2019 stimmten die Grünen im Parlament gegen von der Leyen, obwohl sie auf Klimakurs war. Jetzt streben Sie eine Zusammenarbeit an, obwohl Sie ihr beim Klima nicht mehr trauen. Wie passt das zusammen?
Konservative, Sozialdemokraten und Liberale bekommen wohl keine komfortable Mehrheit mehr. Sie brauchen einen weiteren Partner. Das sind entweder die rechtsautoritäre EKR oder die Grünen. Ich muss Ihnen nicht sagen, von welcher Option ich glaube, dass sie für die Menschen besser wäre.
Union und EVP stehen für eine strikte Asylpolitik. Würden Sie weitere Verschärfungen in Kauf nehmen, um mit ihnen ins Geschäft zu kommen?
Die EU hat einen riesigen Mangel an Fachkräften und braucht Einwanderung. Dafür werden wir in Verhandlungen werben. Mit dem großen Asyl- und Migrationspaket, das die EU gerade beschlossen hat, ist die Messe zumindest nicht gelesen. Ich glaube nicht, dass nach der Umsetzung das Leid an den Außengrenzen beendet ist oder Ungarn plötzlich Geflüchtete aufnimmt. Beides kann so nicht bleiben.
Das war keine Antwort auf die Frage. Würden Sie weiteren Verschärfungen zustimmen?
Ich bin bislang gut damit gefahren, Verhandlungen am Verhandlungstisch statt in Interviews zuführen. Dabei möchte ich bleiben.
Welche Asylpolitik kriegt man, wenn man am 9. Juni die Grünen wählt? Die der Bundesebene, die die europäische Asylrechtsverschärfung mitgetragen hat, oder die Ihrer Fraktion, die im Parlament gegen die meisten Bestandteile gestimmt hat?

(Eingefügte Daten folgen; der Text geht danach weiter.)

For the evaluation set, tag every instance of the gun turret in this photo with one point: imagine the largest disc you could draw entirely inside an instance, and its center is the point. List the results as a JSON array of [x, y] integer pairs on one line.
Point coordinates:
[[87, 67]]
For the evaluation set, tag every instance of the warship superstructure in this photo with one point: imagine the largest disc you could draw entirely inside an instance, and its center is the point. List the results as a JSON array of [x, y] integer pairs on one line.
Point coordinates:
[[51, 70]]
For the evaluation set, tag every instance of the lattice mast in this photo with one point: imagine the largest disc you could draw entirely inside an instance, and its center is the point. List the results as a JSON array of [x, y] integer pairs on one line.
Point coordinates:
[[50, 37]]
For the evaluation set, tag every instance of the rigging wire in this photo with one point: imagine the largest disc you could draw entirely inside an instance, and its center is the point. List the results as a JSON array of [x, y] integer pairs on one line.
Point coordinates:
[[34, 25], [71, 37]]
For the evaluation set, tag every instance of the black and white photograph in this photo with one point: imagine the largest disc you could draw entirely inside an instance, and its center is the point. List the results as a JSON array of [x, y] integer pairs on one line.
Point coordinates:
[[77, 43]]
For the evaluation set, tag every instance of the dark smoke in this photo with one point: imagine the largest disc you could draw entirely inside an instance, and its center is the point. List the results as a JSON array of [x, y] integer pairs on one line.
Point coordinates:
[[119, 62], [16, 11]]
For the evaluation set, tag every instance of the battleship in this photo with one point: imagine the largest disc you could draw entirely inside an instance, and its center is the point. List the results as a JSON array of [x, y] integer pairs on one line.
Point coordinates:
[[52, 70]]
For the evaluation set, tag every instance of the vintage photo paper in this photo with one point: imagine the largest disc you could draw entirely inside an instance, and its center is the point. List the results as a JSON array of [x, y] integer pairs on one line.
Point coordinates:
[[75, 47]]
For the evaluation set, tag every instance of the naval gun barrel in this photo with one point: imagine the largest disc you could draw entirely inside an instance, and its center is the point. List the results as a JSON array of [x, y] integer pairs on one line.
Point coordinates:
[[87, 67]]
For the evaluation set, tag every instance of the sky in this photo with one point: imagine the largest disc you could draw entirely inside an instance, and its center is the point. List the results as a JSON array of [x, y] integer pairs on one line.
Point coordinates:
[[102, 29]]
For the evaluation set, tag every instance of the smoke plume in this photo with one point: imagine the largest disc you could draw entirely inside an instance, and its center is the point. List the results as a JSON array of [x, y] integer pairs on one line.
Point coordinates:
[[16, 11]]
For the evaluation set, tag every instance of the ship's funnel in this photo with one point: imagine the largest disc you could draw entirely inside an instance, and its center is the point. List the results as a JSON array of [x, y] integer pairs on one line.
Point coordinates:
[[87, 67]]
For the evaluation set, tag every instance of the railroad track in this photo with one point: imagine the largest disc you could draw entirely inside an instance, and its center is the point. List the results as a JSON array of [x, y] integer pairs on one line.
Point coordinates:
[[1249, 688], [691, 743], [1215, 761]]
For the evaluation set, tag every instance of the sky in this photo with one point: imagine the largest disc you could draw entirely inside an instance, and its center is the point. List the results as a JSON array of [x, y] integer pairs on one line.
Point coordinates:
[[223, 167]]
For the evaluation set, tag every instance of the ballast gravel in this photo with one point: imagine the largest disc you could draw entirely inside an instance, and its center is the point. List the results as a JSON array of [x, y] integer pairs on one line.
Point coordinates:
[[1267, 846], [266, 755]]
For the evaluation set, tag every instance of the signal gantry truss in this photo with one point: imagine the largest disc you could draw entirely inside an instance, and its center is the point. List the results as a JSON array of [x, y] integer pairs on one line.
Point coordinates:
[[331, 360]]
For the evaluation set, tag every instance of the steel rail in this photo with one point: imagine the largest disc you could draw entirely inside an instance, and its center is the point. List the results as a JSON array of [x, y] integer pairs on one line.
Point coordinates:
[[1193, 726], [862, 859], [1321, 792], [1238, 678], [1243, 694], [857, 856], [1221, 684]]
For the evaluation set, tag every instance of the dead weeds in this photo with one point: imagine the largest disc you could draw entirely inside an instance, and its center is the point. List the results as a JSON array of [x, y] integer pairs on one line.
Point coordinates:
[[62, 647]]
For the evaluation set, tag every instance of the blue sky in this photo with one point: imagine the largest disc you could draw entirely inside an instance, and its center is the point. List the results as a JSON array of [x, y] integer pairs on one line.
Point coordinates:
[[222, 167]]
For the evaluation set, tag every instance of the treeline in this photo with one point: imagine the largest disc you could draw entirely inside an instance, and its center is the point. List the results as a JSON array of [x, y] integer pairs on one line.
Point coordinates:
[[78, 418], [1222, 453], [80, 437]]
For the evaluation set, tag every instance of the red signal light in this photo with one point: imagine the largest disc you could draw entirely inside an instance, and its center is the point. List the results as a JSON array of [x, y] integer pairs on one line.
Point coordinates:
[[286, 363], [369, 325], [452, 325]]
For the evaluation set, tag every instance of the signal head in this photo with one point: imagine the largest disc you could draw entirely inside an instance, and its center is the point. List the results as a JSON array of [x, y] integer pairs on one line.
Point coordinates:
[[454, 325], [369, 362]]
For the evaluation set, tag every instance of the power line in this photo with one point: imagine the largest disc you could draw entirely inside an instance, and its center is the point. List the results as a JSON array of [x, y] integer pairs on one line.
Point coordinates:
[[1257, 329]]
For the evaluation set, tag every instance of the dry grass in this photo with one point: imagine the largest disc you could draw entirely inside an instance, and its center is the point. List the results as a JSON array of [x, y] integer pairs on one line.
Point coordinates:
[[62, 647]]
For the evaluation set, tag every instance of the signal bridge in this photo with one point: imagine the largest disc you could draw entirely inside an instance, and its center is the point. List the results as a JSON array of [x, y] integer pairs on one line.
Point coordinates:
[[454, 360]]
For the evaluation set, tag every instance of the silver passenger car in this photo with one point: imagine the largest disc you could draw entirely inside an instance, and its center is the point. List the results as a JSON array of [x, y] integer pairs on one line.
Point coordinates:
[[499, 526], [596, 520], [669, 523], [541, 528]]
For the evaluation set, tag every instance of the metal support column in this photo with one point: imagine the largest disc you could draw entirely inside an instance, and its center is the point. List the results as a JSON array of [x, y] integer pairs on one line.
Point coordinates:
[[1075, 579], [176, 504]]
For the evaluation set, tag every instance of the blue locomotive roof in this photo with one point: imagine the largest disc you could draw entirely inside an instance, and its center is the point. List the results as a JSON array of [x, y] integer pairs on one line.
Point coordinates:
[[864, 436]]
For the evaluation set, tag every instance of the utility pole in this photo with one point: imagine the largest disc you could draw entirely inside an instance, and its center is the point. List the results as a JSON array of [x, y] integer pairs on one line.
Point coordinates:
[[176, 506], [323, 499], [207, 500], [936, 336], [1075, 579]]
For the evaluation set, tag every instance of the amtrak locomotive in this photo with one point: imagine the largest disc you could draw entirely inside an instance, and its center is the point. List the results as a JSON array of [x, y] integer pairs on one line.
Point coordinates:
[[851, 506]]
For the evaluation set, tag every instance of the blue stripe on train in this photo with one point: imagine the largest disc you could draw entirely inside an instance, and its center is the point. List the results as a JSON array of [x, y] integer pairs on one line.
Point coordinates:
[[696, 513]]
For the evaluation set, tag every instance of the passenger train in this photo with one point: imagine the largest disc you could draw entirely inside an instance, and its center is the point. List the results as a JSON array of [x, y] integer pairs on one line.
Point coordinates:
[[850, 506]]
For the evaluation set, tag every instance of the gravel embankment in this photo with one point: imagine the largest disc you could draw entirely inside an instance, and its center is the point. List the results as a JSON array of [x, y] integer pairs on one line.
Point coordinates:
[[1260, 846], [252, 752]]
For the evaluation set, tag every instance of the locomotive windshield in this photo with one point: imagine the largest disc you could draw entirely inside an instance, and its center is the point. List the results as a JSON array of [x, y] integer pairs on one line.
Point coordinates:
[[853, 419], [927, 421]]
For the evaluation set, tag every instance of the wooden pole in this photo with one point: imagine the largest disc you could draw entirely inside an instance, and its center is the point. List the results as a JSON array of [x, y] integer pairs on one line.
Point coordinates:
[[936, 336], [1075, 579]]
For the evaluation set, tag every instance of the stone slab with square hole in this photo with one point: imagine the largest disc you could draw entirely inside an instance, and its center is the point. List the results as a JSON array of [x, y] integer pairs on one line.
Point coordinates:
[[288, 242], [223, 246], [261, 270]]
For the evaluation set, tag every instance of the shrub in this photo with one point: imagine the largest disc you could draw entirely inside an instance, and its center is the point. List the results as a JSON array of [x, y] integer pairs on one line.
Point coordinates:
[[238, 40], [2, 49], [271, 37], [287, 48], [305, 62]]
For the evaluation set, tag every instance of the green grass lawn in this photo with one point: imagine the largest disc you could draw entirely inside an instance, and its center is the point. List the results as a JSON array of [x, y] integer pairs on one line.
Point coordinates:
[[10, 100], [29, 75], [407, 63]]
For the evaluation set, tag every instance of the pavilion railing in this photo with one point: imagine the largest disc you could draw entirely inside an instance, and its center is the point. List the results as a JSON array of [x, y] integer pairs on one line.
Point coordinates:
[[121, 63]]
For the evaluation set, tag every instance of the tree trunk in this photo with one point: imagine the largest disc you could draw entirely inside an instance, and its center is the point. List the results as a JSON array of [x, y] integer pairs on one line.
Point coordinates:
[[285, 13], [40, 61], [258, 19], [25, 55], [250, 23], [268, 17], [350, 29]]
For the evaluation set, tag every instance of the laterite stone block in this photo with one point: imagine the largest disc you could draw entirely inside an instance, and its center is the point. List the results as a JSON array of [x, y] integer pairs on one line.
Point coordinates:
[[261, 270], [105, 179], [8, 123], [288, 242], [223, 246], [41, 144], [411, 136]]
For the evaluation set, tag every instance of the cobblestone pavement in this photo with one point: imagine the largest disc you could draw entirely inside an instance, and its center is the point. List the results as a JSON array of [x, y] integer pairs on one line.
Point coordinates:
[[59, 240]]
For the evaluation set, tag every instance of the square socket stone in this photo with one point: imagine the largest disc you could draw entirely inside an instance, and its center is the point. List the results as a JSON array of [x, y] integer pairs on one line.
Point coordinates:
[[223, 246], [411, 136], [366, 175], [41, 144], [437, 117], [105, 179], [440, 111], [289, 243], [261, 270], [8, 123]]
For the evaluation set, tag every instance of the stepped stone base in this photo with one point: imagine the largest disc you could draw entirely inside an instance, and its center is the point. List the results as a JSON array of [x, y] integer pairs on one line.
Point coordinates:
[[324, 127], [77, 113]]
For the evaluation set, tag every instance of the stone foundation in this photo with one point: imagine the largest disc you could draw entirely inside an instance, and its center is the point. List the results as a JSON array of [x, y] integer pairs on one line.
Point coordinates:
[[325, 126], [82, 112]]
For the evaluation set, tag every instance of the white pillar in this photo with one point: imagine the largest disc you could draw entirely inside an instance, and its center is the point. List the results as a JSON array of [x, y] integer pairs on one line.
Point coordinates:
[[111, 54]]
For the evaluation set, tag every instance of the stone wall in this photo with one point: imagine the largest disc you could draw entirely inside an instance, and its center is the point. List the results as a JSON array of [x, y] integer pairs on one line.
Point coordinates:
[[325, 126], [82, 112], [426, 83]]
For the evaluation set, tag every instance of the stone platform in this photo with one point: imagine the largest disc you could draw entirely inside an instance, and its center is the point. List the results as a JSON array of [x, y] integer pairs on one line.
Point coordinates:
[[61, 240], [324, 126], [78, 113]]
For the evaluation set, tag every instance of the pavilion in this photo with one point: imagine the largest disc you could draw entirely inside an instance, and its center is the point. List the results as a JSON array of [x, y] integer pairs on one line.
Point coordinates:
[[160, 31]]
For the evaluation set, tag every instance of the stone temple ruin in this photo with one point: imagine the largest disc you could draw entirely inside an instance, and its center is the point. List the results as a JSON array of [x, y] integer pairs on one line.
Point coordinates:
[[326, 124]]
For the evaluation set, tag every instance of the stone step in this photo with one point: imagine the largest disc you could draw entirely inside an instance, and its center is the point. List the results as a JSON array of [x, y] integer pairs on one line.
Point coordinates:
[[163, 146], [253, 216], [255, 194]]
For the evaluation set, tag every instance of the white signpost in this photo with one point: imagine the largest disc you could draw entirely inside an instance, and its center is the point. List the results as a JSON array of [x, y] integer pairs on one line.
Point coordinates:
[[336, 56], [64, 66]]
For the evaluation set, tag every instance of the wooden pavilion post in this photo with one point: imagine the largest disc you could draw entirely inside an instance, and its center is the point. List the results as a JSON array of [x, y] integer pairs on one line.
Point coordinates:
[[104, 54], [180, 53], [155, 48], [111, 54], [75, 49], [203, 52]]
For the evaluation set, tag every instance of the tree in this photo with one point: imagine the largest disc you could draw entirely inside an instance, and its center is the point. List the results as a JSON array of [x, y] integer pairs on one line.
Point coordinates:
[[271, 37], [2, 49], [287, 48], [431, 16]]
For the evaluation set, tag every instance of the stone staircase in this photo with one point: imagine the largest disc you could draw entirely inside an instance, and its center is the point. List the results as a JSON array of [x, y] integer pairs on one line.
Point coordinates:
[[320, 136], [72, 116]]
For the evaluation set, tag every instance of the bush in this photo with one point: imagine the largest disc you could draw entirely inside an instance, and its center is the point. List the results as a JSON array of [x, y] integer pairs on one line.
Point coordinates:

Eine Politik, die will, dass das Sterben an den Außengrenzen endet. Dass Menschen, die vor Krieg und Verfolgung fliehen, eine faire Chance auf Asyl bekommen. Dass gleichzeitig geordnete Verfahren hergestellt werden. Wir müssen die Situation in unseren Kommunen verbessern, die teils wirklich an oder sogar über der Belastungsgrenze sind. Darin sind wir uns in der Partei einig. Wir hatten in der konkreten Situation nur unterschiedliche Fragestellungen: Eine Außenministerin hat bei der Schlussabstimmung im Rat nur die Wahl zwischen hopp oder top, für oder gegen das Gesamtpaket. Im Parlament konnten wir über die einzelnen Rechtsakte urteilen und haben das auch differenziert gemacht.
Es gab inhaltliche Differenzen – oder hätten Sie gehandelt wie Frau Baerbock, wenn Sie Ministerin statt Abgeordnete wären?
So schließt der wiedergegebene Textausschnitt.